Smoking continues to have a considerable impact on hospital services in Ireland – new study
Smoking and exposure to second-hand smoke (SHS) cost the Irish health service an estimated €172 million in 2016 and resulted in more than 300,000 bed days, almost 21,500 day cases and 33,615 inpatient hospital admissions, a new study has revealed.
The study, which is published in the latest issue of the Irish Medical Journal, used smoking data from the Healthy Ireland Survey, international figures as well as hospitalisation and cost data from the national Hospital inpatient Enquiry (HIPE) database for 2011-2016.
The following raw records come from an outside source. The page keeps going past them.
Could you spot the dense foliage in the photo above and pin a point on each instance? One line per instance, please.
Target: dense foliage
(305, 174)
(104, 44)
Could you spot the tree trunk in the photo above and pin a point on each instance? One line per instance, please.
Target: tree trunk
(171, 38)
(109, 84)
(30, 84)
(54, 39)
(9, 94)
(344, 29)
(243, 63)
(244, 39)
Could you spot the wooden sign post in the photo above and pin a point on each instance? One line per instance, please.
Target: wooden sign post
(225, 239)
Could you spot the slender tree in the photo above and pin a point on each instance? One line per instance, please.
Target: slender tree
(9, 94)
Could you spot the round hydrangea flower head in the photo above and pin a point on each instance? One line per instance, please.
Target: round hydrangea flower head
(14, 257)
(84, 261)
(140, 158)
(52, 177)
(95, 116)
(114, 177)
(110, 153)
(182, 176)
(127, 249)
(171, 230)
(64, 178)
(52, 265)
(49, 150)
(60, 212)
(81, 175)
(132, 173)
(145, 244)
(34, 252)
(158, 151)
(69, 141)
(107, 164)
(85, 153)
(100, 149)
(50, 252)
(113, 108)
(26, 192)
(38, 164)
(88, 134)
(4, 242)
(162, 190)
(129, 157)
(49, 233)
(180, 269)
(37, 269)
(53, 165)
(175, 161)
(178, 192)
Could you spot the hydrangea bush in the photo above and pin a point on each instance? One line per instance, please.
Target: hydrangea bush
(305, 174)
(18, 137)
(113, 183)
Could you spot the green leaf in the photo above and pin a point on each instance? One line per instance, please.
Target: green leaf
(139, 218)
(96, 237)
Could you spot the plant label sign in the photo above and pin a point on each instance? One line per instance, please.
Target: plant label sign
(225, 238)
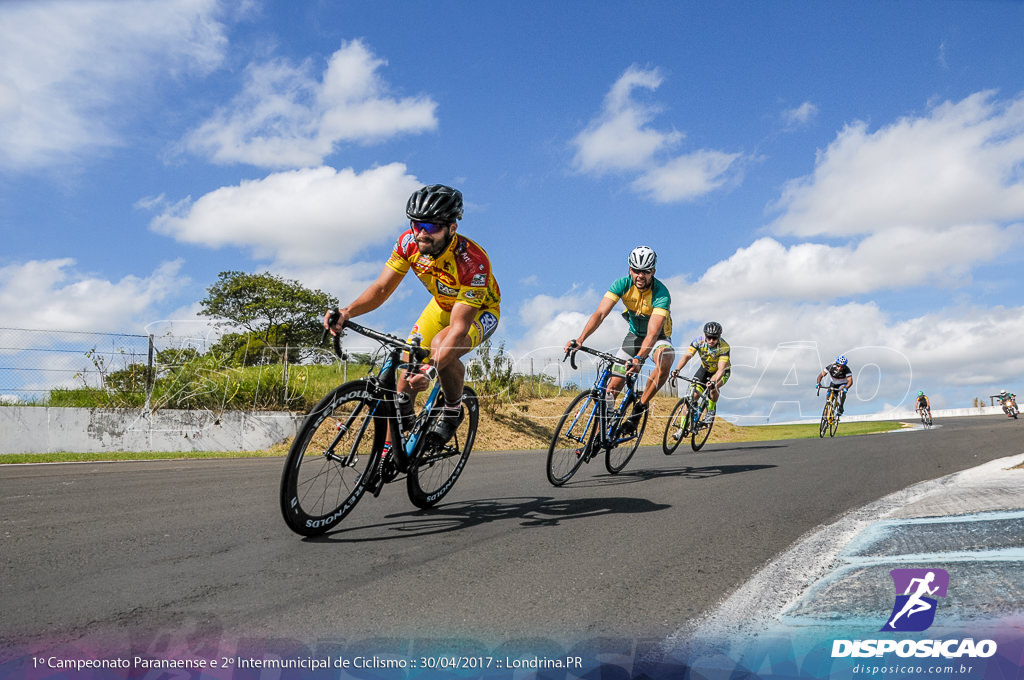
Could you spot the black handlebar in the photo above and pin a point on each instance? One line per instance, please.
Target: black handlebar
(574, 347)
(415, 350)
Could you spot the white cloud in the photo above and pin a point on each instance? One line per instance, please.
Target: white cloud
(779, 347)
(66, 65)
(51, 294)
(622, 139)
(686, 177)
(958, 164)
(896, 259)
(287, 118)
(310, 216)
(800, 116)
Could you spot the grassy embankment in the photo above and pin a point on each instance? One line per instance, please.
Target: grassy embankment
(526, 425)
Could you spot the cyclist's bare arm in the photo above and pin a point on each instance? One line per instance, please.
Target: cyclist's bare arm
(723, 366)
(603, 309)
(454, 340)
(654, 327)
(369, 300)
(683, 360)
It found that “in 2016, there were 21,486 day case admissions, 33,615 inpatient hospital admissions consuming 309,117 bed days, attributable to smoking and exposure to second-hand smoke, with an estimated cost of €172 million in publicly funded hospitals.”
Furthermore, the study, which was carried out by researchers from the HSE Tobacco Free Ireland Programme, found that these figures represented 2 per cent of day case admissions, 5 per cent of inpatient admissions, and 8 per cent of inpatient bed days for that year.
This led the authors to conclude that, “smoking continues to cause a considerable impact on hospital services in Ireland.”
In 2016, there was a total of 309,117 hospital bed days attributable to smoking and exposure to second-hand smoke.
According to the research, “figures from the World Health Organization (WHO) report that 7 million people die each year as a result of tobacco; more than 6 million of these deaths are as a direct result of smoking, with approximately 900,000 deaths among non-smokers as a result of exposure to second-hand smoke (SHS). In Ireland, in 2016, it is estimated that almost 5,950 people died as a direct result of smoking with an additional 100 deaths estimated to be as a result of exposure to SHS.”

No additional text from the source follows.